The first time he was ever on stage with his father he was only about three, but the memory remains as "plain as day".
"I had like, this mini plastic guitar that didn't work properly, and he got me up in front of like 400 people and I sang a song," Tyne said.
"It was in my blood, but just watching him onstage, even still, he is my biggest inspiration."
It wasn't until a decade later when a series of sporting incidents led Tyne to picking up a ukulele his dad had bought him, when he started to feel a calling.
He became engrossed in YouTube videos teaching him where to place his fingers on the tiny instrument, evolving into melodies and chords on a guitar and then songwriting.
"One day I wrote this song with my friend Damian, we spent about four hours working on it but by the end of day had we had a song," Tyne said. "It was like a lightning bolt moment for me and it's flipped a switch that hasn't turned off."
His love for music has all been off his own back with no guitar or singing lessons, nor pushy "show parents" - just a family supportive of whichever path he wanted to walk down.

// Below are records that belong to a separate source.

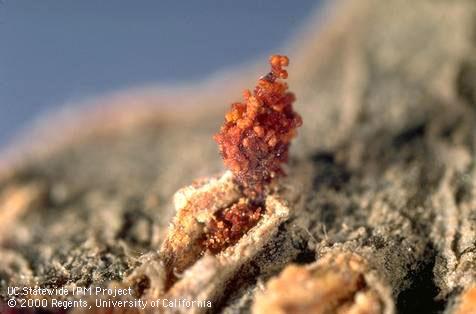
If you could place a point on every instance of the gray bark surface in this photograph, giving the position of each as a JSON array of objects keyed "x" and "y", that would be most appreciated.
[{"x": 385, "y": 161}]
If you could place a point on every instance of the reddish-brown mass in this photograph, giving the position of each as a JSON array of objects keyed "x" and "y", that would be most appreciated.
[
  {"x": 230, "y": 224},
  {"x": 255, "y": 138}
]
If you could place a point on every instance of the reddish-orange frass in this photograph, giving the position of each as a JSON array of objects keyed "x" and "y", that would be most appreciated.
[{"x": 254, "y": 140}]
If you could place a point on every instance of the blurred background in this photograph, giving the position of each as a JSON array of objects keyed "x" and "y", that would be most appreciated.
[{"x": 55, "y": 53}]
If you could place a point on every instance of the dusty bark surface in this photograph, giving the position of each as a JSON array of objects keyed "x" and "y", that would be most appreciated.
[{"x": 383, "y": 170}]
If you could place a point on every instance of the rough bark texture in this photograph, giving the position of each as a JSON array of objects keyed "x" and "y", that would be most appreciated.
[{"x": 384, "y": 165}]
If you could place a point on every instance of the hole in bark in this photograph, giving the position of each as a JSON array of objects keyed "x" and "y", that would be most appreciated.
[
  {"x": 329, "y": 174},
  {"x": 420, "y": 296},
  {"x": 410, "y": 135}
]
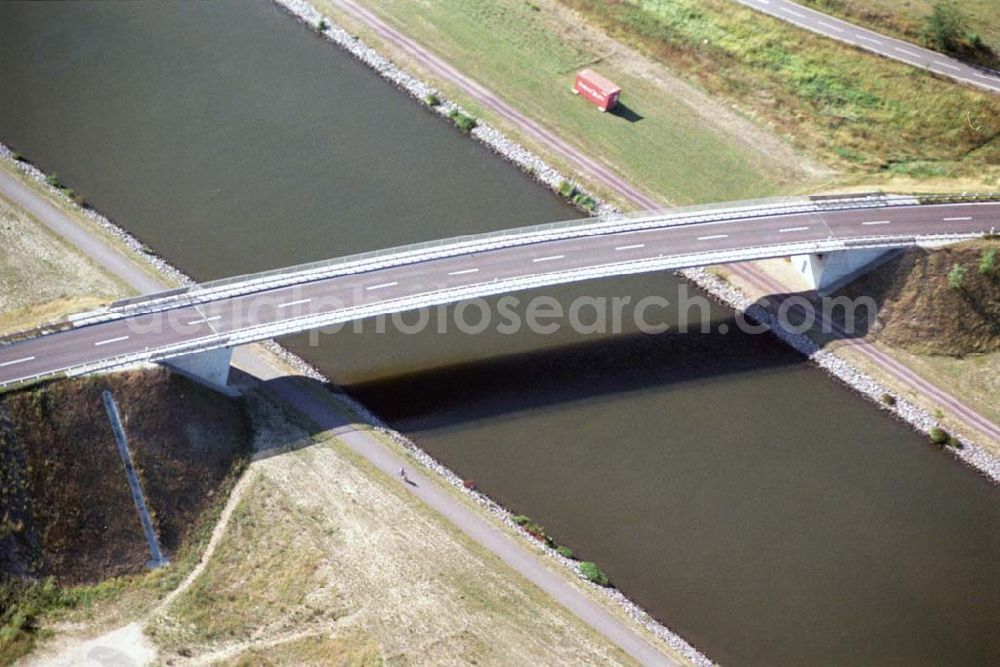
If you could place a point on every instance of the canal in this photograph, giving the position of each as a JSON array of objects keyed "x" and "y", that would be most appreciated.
[{"x": 756, "y": 506}]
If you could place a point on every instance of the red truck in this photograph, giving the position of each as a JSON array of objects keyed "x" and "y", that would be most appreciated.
[{"x": 597, "y": 89}]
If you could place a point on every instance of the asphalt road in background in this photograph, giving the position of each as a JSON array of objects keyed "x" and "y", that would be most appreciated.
[{"x": 869, "y": 40}]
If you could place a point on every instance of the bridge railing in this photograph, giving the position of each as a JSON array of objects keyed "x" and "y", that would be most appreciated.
[
  {"x": 368, "y": 261},
  {"x": 431, "y": 298}
]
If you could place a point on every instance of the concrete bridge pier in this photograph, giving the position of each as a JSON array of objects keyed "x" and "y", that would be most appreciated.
[
  {"x": 827, "y": 271},
  {"x": 210, "y": 368}
]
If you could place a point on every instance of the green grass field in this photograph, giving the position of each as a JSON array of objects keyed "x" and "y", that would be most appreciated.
[
  {"x": 906, "y": 19},
  {"x": 661, "y": 143},
  {"x": 866, "y": 114}
]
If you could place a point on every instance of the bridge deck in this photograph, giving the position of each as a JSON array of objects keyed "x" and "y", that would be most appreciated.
[{"x": 312, "y": 303}]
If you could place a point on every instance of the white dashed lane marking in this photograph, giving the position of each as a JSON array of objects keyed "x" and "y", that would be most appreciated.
[
  {"x": 16, "y": 361},
  {"x": 293, "y": 303},
  {"x": 110, "y": 340}
]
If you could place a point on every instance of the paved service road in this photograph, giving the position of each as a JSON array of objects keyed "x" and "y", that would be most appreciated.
[
  {"x": 890, "y": 47},
  {"x": 399, "y": 286}
]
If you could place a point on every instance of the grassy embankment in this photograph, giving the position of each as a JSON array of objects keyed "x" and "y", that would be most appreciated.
[
  {"x": 312, "y": 572},
  {"x": 71, "y": 547},
  {"x": 668, "y": 138},
  {"x": 41, "y": 277},
  {"x": 879, "y": 121},
  {"x": 947, "y": 335},
  {"x": 876, "y": 121},
  {"x": 908, "y": 20},
  {"x": 326, "y": 556},
  {"x": 948, "y": 332}
]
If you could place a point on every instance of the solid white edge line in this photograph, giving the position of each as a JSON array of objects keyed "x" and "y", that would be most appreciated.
[
  {"x": 381, "y": 285},
  {"x": 16, "y": 361},
  {"x": 941, "y": 63},
  {"x": 110, "y": 340},
  {"x": 293, "y": 303}
]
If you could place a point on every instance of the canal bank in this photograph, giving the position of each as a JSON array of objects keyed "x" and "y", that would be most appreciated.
[
  {"x": 810, "y": 403},
  {"x": 923, "y": 421}
]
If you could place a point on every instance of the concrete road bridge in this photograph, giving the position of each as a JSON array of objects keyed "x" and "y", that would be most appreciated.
[{"x": 194, "y": 328}]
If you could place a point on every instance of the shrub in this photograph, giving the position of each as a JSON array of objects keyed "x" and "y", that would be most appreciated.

The first song Tyne released professionally was, In My Arms, about five years ago. It was followed by the EP, Persevere, in 2019 - best known for the song, Watch You Go, written about his father who died from cancer in 2016.
Rikki may have missed the latest milestones in his son's career, but Tyne is forever thankful his dad got to see him play at his first headline show as a solo artist.
"We had 350 tickets sold and it was this really bizarre moment for me because I'd never put a show on and so I didn't know if we'd sell 10 tickets or if we'd sell out which we did," he said.
"At the end all mum and dad wanted to do was come up and congratulate me and give me a hug and kiss. Dad was very frail and couldn't get through so the audience made like an arch pathway ... it was beautiful. He came and hugged me and he was so proud."
The current lockdown for Greater Sydney has "put a cloud over the bigger vision" for where Tyne was headed next, but what will be will be, and for now he's enjoying playing golf and hanging with family until the storm blows over.
"I'm a realist, I'd like to keep making music regardless of how big or small it goes," he said.
"We're not living in the same world we were."